The invention also provides a phase-sensitive gating multi-scale cavity convolution network voice enhancement system, which comprises a readable storage medium, wherein the readable storage medium is stored with execution instructions, and the execution instructions are used for realizing the method of any one of the above when being executed by a processor.
The beneficial effects of the invention are as follows: through the scheme, the effect of voice enhancement is improved, the enhanced voice is guaranteed to have good voice intelligibility, and the problem of voice distortion is better avoided.
Drawings
FIG. 1 is a process flow diagram of a phase-sensitive gated multi-scale cavitation convolutional network speech enhancement method of the present invention.
FIG. 2 is a diagram of a gating multi-scale hole convolution network structure of a phase-sensitive gating multi-scale hole convolution network speech enhancement method of the present invention.
FIG. 3 is a block diagram of a gating linear encoding and decoding unit of a phase-sensitive gating multi-scale hole convolution network speech enhancement method of the present invention.
FIG. 4 is a block diagram of a multi-scale analysis unit of a phase-sensitive gated multi-scale cavitation convolutional network speech enhancement method of the present invention.
Detailed Description
The invention is further described with reference to the following description of the drawings and detailed description.
A phase-sensitive gating multi-scale cavity convolution network voice enhancement method aims at constructing a mapping relation between complex frequency spectrums of voice signals by utilizing a neural network model, mapping real and imaginary frequency spectrums of voice with noise after time-frequency analysis processing to obtain enhanced real and imaginary frequency spectrums, and recovering the enhanced real and imaginary frequency spectrums into enhanced time-domain voice signals. The processing flow of the whole algorithm is shown in figure 1, the dotted line part is a gating multi-scale cavity convolution network structure designed by the invention, and the gating multi-scale cavity convolution network structure is a core module of the whole algorithm, and the processing flow realizes noise reduction processing of real and imaginary frequency spectrums of noisy speech through three modules of gating coding, multi-scale feature analysis and gating decoding.

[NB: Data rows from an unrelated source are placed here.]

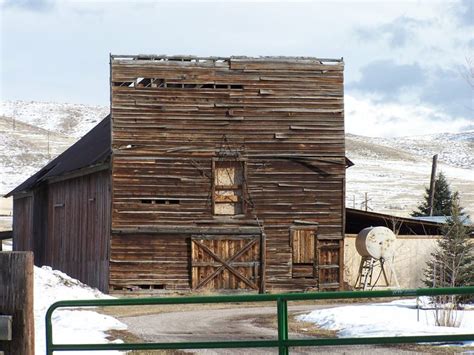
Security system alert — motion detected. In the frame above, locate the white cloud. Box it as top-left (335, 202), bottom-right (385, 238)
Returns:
top-left (344, 95), bottom-right (473, 137)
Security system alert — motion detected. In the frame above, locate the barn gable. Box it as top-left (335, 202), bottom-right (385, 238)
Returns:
top-left (10, 56), bottom-right (351, 292)
top-left (110, 56), bottom-right (347, 290)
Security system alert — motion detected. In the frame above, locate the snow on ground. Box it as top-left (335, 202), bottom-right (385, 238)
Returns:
top-left (34, 266), bottom-right (127, 355)
top-left (0, 100), bottom-right (109, 138)
top-left (297, 299), bottom-right (474, 346)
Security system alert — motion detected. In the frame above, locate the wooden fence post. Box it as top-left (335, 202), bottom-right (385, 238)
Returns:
top-left (0, 252), bottom-right (35, 355)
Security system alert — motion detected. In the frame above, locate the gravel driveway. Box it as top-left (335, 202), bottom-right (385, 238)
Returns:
top-left (120, 305), bottom-right (418, 354)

As shown in fig. 1, the noisy speech signal is first subjected to a frame windowing process, then to a short-time fourier transform to obtain a complex spectrum of the noisy speech signal, separating real and imaginary parts, and taking only the effective value part, two sets of input features are obtained: real and imaginary features. And then, the two groups of features are sent into a gating multi-scale cavity convolution network model, the gating encoding operation is firstly carried out to obtain a high-latitude nonlinear feature representation form, and then, the multi-scale feature analysis module is utilized to respectively carry out time sequence feature analysis on the encoded feature representations and respectively decode the time sequence feature analysis to obtain the enhanced real-imaginary frequency spectrum. The following describes each module of the gating multi-scale hole convolution network in detail.

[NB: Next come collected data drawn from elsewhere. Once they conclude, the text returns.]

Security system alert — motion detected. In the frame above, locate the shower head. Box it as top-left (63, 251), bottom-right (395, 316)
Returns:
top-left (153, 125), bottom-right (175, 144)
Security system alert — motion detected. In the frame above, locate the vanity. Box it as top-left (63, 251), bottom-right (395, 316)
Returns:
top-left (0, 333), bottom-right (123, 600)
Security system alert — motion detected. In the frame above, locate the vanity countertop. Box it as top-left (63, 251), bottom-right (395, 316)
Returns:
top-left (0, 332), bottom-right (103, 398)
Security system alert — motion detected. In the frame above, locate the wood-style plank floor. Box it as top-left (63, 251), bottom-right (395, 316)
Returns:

The detailed structure of the gating multi-scale cavity convolution network is shown in fig. 2, and the gating multi-scale cavity convolution network consists of three parts, namely gating coding, multi-scale feature analysis and gating decoding. The real and imaginary characteristics X real (n, K) and X imag (n, K) of the input noisy speech will first enter the gating coding part to perform characteristic transformation, the structure of the gating linear coding unit is as shown in (a) in fig. 3, the tensor shape of the input real and imaginary characteristics is [ sentence number, sentence length, 161,2], and since the sampling rate of 16K is adopted, the frame length of the speech is 20ms, and the frames overlap by 10ms, so that 161 in the third dimension is the characteristic length corresponding to each frame of the real part or the imaginary part, and 2 in the fourth dimension represents the real part and the imaginary part, and the total two dimensions. Here, a total of 5 gating linear coding units are stacked, each coding unit adopts a convolution kernel of 1×3, and performs two-dimensional convolution operation in a mode of 1×2 step length, and the number of channels is 16, 32, 64, 128, 256 respectively, so that output tensors of the 5 linear coding units are sequentially obtained: [ number of sentences, sentence length, 80, 16], [ number of sentences, sentence length, 39, 32], [ number of sentences, sentence length, 19, 64], [ number of sentences, sentence length, 9, 128], and [ number of sentences, sentence length, 4, 256]. In order to achieve attention control between features, a Sigmoid activation function is used to nonlinearly activate the convolved output of one side of each coding unit to become a probability value within [0,1], and then in a manner of gating attention, the points multiply the convolved output features of the other side. In addition, the output of each gating linear coding unit is subjected to exponential linear activation in the following formula (1) to perform nonlinear transformation of the features.
Wherein, alpha is a parameter which needs to be optimized in the training process, and the exponential linear activation is favorable for relieving gradient disappearance in the training process, so that the model is more robust to input noise.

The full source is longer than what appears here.